Mohamed Hassan El Joundi, le repos dans les hauteurs de la montagne

Mohamed Hassan El Joundi, le repos dans les hauteurs de la montagne

A parler de vacances, Mohamed Hassan El Joundi n’a pas pu s’en accorder cette année. Privé par le travail, puis par une sérieuse maladie, le grand artiste soupire en y pensant.
Cependant, M. El Joundi avoue être un adepte de la montagne. «En vacances, même lorsque je suis dans une ville cotière, et qu’il y a une montagne à côté,  je penche plutôt pour les hauteurs que pour la mer», affirme à ALM l’artiste. M. El Joundi explique son attachement à la montagne tant pour la beauté de celle-ci et pour ce qu’elle représente dans un paysage donné, mais aussi pour le caractère de ses habitants.
M. El Joundi est convaincu que «Les gens de la montagne ont cette bonté et cette façon de vivre qui fait qu’on s’y attache», explique-t-il.

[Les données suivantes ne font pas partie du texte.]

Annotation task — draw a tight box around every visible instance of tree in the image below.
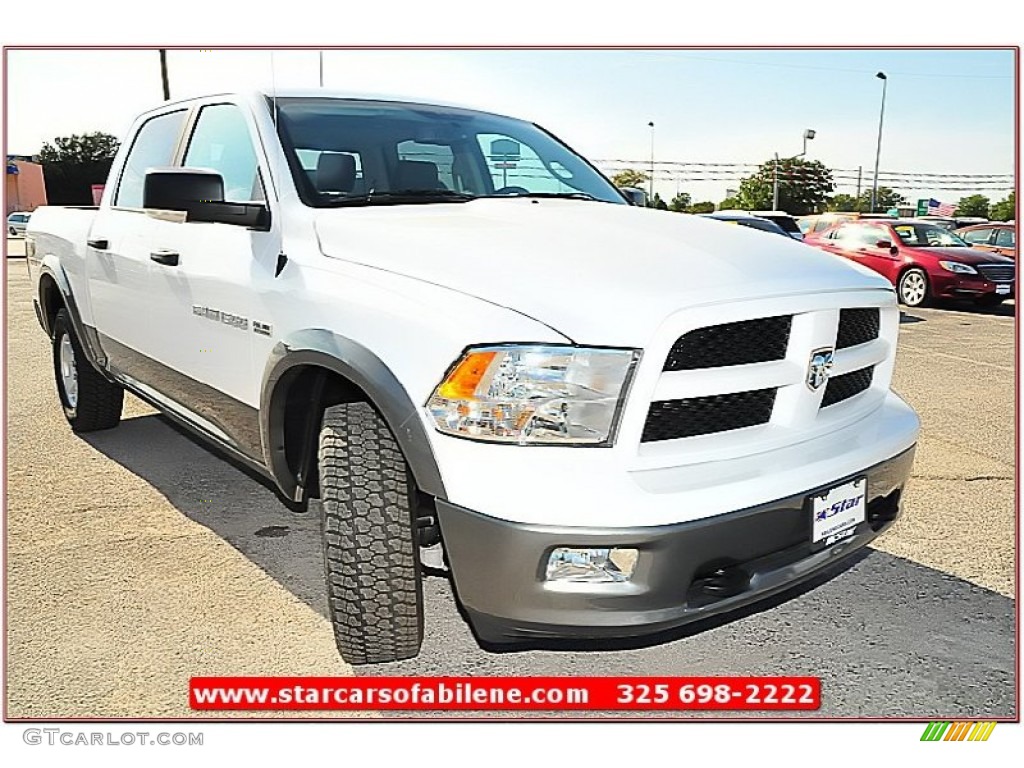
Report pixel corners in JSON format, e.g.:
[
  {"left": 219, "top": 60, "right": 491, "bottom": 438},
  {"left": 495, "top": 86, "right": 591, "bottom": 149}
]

Par ailleurs, pour ce qui est de ses préférences, l’artiste clame son amour pour Tanger et Marrakech. L’une du nord et l’autre du sud, les deux villes séduisent le cinéaste par leur beauté, leur climat, mais aussi par les hauteurs qui les enlacent. Sur un autre registre, M. El Joundi promet à son public un projet monté en collaboration avec la première chaîne marocaine. Il s’agit d’un feuilleton nommé «Aâlach Ya Weldi», «Pourquoi, mon fils ?». l’artiste indique qu’il s’agit d’un travail monté avec un grand nombre d’artistes marocains, les uns qui font des apparitions et les autres avec des rôles principaux.
En fait, cette voix de stentor qu’est et a toujours été Mohamed Hassan El Joundi est aussi une marque d’une grandeur de la personne qui la porte.
De cette même grandeur, cet artiste a signé plusieurs œuvres, à leur tête le rôle qu’il a joué dans «Arrissala». Mais El Joundi a aussi fait, et de loin, ses preuves dans l’art de la narration, par sa collaboration dans le cadre du Festival des contes de Rabat.
Par ailleurs, nul besoin de dire à quel point  la voix de ce cinéaste a atteint les cœurs par ses passages sur les ondes de la radio marocaines dans des feuilletons tels «Al Azaliya», ou «Seif Ben Dou Yazan».
Loin d’avoir uniquement à son actif la reconnaissance du milieu cinématographique, Mohamed El Joundi a joué un grand rôle dans la promotion des valeurs de la culture dans la ville ocre. D’ailleurs, il a aussi occupé la fonction de délégué du ministère de la Culture à Marrakech. Ce qui est sûr, c’est que ce maître du théâtre marocain gardera sa place auprès des plus grands de l’histoire du théâtre et du cinéma, sans oublier les empreintes de sa voix unique sur les ondes de la radio marocaine.